Why we should be voting for an equal society and not just ourselves
There must have been a time, surely, in this great Christian country of ours when people didn't vote for themselves. I think it must have been nice. I know what you're thinking, but, no, I'm not referring to level-headed men saving their baffled feather-brained wives from unnecessary head-scratching by instructing them how to vote. Though, I've met a few chaps lately who feel this great act of kindness is still warranted in their own homes.
I'm talking about the notion of voting according to your perception of the greater good, an idea which has almost no traction in the debates which have swamped this election, from BBC One's Question Time all the way down to local hustings.
When journalists meet "ordinary members of the public" (a preposterous phrase, suggesting swathes of homogenous, 9-5-working automatons with 2.3 kids), they tilt their heads sympathetically and ask with tender feeling about their personal circumstances.
"Sarah, as a working mother with small children, which party do you think best fits your priorities?"
Or: "You launched a small business last year, Tony, what do you need the next government to do for you?"
The response is then heralded as a significant insight into a crucial demographic. If you want to woo working mums, or young entrepreneurs, better listen to Sarah and Tony.
The assumption behind this now-dominant approach to public canvassing is that every voter is motivated by what's in it for them. Older people will focus on the NHS. Young parents will insist on school improvements. Business people are fixated on income tax and Vat. Unemployed teenagers want MPs to re-consider cannabis laws and the exorbitant price of Grand Theft Auto.
Of course, we are all, to some degree, concerned with making our own lives better. But the - yet again - generous response from people in the UK to the Nepal earthquake shows that myopic selfishness is not our only spur.
The habitual insistence by the media that ordinary voters' views are only of relevance within the domain of their own lifestyle certainly makes it easier for them to claim some newsworthy legitimacy for their town centre vox-pops.
But it also makes the idea of voting for what might be morally right, regardless of how it impacts on you personally, seem either naive and embarrassingly, bleeding-heartedly out of time, or loftily delusional about your own influence on society as a whole.
You have no validity outside of your demographic box, it tells us; what kind of hoodwinked mug still thinks about the greater good?
Somewhere along the way, this distinctly Thatcheresque system of beliefs has become the norm. It struck me pointedly when I eavesdropped on a woman telling a local TV interviewer in Glasgow that she was worried about how cuts had affected full-time carers.
The interviewer asked if she received support from social services. "Oh, I'm not a carer myself," she said, provoking a look of bafflement from her interrogator, who quickly moved on. She was clearly, his irritated frown implied, some kind of unhinged fraud.

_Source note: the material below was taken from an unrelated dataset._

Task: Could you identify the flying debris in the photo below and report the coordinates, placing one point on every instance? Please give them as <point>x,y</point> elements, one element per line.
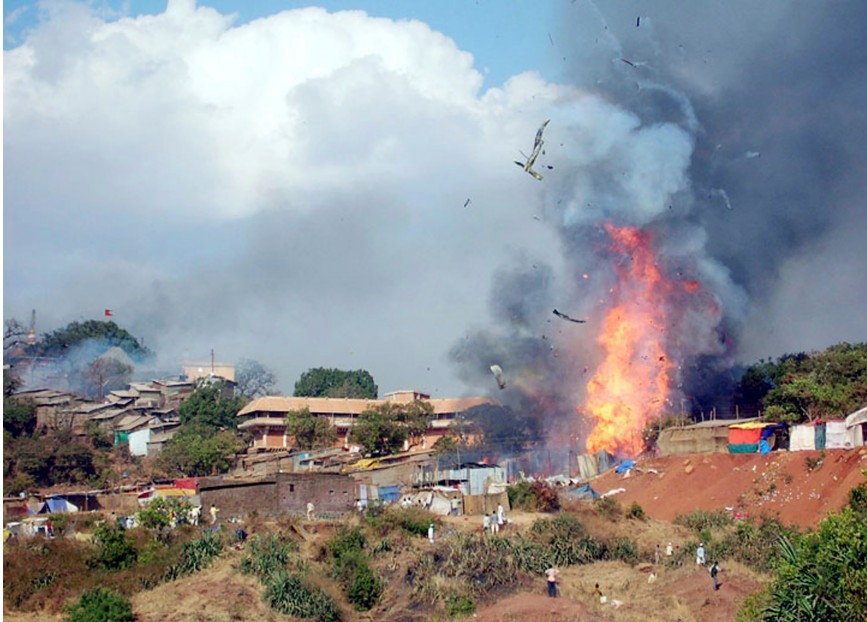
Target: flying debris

This is a dangerous way to proceed, installing a thought-process in our kids which can only work against forming a better society for them to grow up in.

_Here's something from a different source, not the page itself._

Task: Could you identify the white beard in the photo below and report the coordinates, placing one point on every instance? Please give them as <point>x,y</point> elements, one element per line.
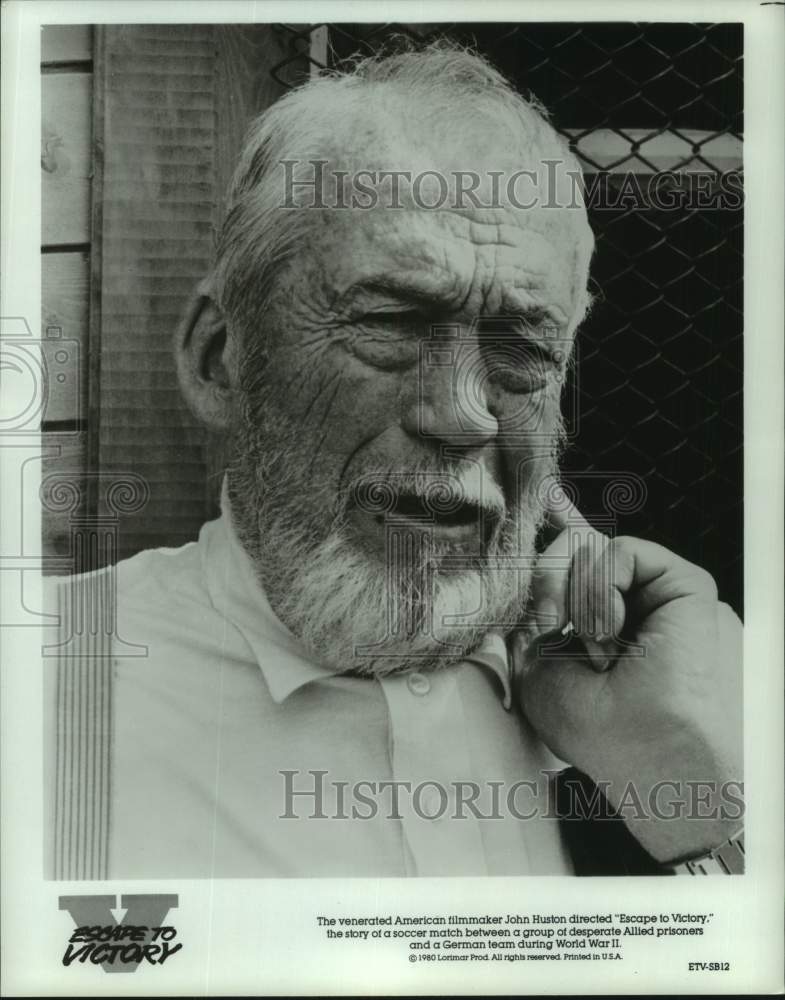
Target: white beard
<point>367,613</point>
<point>369,616</point>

Not only does it engender an irresponsible, short-term world view, it also implies that compassion is old-school nonsense, that too much thinking about others leaves you without political power, or personal authority.
But a more equal society leads to less crime, better education, less raging resentment and more tolerance. Surely even the most selfish of us would prefer that kind of future for our kids?
Russell’s Brand of politics worries PM
BBC political correspondent John Pienaar said it was “absurd” for Ed Miliband to talk to Russell Brand. David Cameron said, “Brand is a joke and Miliband hanging out with Brand is a joke.”
I assume both feel threatened by Brand, whose power and charisma vastly outdoes theirs. Brand is a major player in the political world of thousands of young voters.
No pushover, he thinks fast and uses his freedom from party lines and Establishment personas to ask original questions and unnerve opponents. The PM, who put in a plea for his pal Jeremy Clarkson a few weeks ago, thinks he’s irrelevant. What an out-of-touch, green-with-envy buffoon Cameron is.
Mrs Brown, the mother of equality
I’ve not always been Brendan O’Carroll’s biggest fan, but it made me smile to see Mrs Brown, that great bastion of family life, call on Irish voters to support same-sex marriage in the upcoming referendum.
“Changing the law isn’t easy,” Mrs Brown says on her Facebook video. “Changing attitudes is even harder. But we can do it.”
There was something oddly moving about seeing this character — the heart of a family who, in spite of their unconventional ways and potty mouths, run on love — stick her neck out for gay couples who also run on love.
Some fans will bristle. I say bravo.